Question

Selenium, an element required nutritionally in trace quantities, forms compounds analogous to sulfur. Name the following ions: (a) \(\mathrm{SeO}_{4}{ }^{2-}\), (b) \(\mathrm{Se}^{2-}\), (c) \(\mathrm{HSe}^{-}\), (d) \(\mathrm{HSeO}_{3}^{-}\).

Short answer

The selenium-containing ions can be named as follows: (a) \(\mathrm{SeO}_{4}{ }^{2-}\) is selenate, (b) \(\mathrm{Se}^{2-}\) is selenide, (c) \(\mathrm{HSe}^{-}\) is hydrogen selenide, and (d) \(\mathrm{HSeO}_{3}^{-}\) is hydrogen selenite.

Step-by-step solution

a) Naming \(\mathrm{SeO}_{4}{ }^{2-}\)

This ion is analogous to the sulfate ion, which is composed of sulfur, oxygen, and has a 2- charge. To name this ion, we will replace the "sulf" in "sulfate" with "selen," signifying the presence of selenium instead of sulfur. Hence, the name of the ion \(\mathrm{SeO}_{4}{ }^{2-}\) is selenate.

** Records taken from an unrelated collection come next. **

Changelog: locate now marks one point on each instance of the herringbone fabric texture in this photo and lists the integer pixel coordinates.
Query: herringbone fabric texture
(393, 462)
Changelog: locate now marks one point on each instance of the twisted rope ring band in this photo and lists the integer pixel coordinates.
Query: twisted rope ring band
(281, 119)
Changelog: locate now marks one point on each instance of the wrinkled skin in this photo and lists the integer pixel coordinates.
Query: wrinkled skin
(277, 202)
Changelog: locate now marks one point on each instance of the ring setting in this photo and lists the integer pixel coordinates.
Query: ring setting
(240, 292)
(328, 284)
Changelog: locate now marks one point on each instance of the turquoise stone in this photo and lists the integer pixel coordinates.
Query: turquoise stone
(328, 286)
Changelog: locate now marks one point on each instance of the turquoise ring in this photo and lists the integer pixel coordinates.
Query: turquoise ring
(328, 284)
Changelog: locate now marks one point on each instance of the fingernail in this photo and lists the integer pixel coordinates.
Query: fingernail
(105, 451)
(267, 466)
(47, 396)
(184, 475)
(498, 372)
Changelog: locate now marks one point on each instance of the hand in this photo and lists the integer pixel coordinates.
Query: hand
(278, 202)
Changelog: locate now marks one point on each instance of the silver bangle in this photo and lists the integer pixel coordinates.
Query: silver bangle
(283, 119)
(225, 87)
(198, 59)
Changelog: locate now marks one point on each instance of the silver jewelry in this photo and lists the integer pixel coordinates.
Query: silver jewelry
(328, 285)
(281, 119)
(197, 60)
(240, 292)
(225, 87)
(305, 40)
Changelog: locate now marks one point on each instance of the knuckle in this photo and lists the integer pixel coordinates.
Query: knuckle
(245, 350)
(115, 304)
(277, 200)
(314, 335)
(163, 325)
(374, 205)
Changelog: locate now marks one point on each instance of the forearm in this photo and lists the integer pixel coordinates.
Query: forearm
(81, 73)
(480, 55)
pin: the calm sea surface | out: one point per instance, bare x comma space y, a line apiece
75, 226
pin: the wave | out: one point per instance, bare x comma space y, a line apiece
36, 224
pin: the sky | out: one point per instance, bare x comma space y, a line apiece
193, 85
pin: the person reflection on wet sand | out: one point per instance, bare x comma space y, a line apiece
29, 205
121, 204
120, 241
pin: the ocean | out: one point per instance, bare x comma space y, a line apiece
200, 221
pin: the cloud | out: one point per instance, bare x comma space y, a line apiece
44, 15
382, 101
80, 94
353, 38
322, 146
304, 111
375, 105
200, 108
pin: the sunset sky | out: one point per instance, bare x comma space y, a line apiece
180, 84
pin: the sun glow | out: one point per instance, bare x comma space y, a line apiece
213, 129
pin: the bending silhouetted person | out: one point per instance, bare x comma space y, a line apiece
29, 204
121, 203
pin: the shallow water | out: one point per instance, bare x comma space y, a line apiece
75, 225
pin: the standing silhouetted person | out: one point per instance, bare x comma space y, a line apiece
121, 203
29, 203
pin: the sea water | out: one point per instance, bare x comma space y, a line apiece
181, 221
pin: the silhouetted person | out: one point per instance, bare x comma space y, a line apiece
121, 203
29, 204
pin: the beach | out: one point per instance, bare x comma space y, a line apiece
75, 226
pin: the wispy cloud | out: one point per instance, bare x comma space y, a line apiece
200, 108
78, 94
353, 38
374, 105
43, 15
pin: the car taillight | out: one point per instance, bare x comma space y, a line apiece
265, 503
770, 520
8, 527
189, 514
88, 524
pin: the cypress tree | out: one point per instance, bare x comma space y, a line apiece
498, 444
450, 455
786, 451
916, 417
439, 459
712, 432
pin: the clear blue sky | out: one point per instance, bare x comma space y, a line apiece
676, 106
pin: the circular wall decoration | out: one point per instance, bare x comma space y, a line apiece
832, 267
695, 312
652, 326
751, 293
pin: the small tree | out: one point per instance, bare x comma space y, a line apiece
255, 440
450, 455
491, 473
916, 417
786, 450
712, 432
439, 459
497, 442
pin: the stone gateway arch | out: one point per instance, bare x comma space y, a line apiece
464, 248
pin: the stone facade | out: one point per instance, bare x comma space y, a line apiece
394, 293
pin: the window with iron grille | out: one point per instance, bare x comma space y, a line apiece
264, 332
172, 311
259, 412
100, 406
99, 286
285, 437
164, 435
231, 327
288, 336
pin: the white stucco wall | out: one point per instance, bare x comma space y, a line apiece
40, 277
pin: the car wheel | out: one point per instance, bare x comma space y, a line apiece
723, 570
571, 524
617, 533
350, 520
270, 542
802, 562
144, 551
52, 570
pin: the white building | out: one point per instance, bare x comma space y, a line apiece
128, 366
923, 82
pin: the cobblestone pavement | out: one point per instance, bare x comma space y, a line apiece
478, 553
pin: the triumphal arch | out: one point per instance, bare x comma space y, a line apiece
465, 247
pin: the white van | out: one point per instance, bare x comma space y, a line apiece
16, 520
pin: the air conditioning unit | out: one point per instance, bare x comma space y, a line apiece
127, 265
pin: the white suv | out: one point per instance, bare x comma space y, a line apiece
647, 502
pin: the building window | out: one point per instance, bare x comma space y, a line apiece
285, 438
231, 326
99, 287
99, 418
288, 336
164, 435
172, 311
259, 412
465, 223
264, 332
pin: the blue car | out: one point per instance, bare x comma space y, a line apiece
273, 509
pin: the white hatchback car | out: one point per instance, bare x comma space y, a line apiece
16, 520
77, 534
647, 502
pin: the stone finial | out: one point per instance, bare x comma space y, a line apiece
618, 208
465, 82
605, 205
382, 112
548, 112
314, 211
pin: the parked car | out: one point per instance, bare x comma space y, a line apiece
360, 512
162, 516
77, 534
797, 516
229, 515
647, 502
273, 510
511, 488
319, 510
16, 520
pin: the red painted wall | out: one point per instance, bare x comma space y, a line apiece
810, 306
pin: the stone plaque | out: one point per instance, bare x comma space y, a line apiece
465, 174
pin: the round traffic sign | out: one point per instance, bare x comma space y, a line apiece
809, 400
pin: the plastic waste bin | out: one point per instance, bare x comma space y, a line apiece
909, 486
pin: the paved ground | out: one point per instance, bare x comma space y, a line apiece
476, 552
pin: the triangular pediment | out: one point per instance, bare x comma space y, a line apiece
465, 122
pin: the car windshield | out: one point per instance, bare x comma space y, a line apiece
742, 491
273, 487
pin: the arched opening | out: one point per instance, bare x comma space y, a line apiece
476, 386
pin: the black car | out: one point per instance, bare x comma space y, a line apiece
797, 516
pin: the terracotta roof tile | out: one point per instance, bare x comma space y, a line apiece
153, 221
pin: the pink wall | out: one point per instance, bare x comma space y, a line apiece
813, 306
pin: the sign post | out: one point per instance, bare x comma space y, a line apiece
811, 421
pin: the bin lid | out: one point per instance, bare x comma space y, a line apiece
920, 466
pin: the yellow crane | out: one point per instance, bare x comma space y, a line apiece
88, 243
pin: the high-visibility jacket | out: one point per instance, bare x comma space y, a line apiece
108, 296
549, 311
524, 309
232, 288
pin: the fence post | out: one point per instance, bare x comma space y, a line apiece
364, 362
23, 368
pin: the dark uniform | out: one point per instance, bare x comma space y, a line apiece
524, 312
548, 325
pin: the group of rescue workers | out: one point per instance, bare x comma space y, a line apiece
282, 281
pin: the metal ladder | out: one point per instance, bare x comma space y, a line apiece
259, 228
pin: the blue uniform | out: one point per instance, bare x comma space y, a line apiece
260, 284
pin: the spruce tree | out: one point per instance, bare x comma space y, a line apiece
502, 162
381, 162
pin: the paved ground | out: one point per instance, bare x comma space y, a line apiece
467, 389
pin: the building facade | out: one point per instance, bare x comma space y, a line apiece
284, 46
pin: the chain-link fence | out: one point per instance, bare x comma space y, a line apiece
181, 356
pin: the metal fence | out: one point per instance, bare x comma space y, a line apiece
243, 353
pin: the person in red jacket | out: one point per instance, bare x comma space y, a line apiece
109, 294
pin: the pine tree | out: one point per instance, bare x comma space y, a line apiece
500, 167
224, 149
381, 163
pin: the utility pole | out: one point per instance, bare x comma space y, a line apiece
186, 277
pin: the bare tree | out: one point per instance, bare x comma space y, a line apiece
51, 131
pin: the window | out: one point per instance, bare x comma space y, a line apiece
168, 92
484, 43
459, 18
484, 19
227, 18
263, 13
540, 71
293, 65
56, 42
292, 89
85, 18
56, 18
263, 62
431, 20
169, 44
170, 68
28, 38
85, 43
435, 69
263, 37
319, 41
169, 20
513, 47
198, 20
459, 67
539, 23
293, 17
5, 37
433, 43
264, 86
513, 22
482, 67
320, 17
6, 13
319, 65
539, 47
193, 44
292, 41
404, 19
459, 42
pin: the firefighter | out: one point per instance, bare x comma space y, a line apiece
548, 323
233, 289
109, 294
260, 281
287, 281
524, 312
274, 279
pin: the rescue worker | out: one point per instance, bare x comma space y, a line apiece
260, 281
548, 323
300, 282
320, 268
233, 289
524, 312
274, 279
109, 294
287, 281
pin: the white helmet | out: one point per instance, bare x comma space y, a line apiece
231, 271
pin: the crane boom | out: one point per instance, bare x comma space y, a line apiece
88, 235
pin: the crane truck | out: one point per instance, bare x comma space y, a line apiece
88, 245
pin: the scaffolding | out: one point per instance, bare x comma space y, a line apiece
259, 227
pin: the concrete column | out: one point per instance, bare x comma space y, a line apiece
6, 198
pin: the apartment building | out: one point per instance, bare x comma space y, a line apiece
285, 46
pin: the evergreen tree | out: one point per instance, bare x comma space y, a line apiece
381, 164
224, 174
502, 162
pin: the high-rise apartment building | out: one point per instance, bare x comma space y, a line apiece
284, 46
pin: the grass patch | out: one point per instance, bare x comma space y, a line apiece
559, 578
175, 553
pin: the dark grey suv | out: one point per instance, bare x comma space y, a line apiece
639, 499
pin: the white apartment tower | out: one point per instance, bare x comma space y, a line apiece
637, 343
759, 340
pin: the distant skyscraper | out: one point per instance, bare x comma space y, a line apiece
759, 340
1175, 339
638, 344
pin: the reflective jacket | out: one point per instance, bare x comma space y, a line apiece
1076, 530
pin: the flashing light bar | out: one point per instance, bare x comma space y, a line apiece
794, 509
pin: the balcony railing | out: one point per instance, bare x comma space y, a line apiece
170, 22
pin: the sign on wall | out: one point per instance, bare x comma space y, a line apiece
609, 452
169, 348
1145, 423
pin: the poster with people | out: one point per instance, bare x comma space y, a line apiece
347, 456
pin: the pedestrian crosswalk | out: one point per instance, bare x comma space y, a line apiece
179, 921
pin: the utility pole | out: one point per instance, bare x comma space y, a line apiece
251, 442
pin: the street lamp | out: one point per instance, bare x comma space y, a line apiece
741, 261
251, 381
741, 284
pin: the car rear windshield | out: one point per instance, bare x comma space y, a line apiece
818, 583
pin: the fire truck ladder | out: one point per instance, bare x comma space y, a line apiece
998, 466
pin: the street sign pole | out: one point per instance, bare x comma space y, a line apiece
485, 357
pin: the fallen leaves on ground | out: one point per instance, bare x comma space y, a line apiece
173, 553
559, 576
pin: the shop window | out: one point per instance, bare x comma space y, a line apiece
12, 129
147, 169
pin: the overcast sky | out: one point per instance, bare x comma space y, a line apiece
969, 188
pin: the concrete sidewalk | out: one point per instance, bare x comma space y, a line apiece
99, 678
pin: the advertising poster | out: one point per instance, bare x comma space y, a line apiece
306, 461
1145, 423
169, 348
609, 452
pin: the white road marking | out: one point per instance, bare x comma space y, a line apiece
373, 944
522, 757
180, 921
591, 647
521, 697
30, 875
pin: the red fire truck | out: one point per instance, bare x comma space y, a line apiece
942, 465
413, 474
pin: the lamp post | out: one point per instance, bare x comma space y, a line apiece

b) Naming \(\mathrm{Se}^{2-}\)

In \(\mathrm{Se}^{2-}\), selenium acquires a 2- charge. Similarly, sulfur acquires a 2- charge in its sulfide ion (\(\mathrm{S}^{2-}\)). To name this ion, we simply replace "sulf" with "selen" and keep the "ide" ending, identifying it as a simple ion. So, the name of the ion \(\mathrm{Se}^{2-}\) is selenide.

c) Naming \(\mathrm{HSe}^{-}\)

This ion is analogous to the hydrogen sulfide ion, which is composed of hydrogen and sulfur and has a 1- charge. To name this ion, we have to replace the "sulf" in "hydrogen sulfide" with "selen." Thus, the name of the ion \(\mathrm{HSe}^{-}\) is hydrogen selenide.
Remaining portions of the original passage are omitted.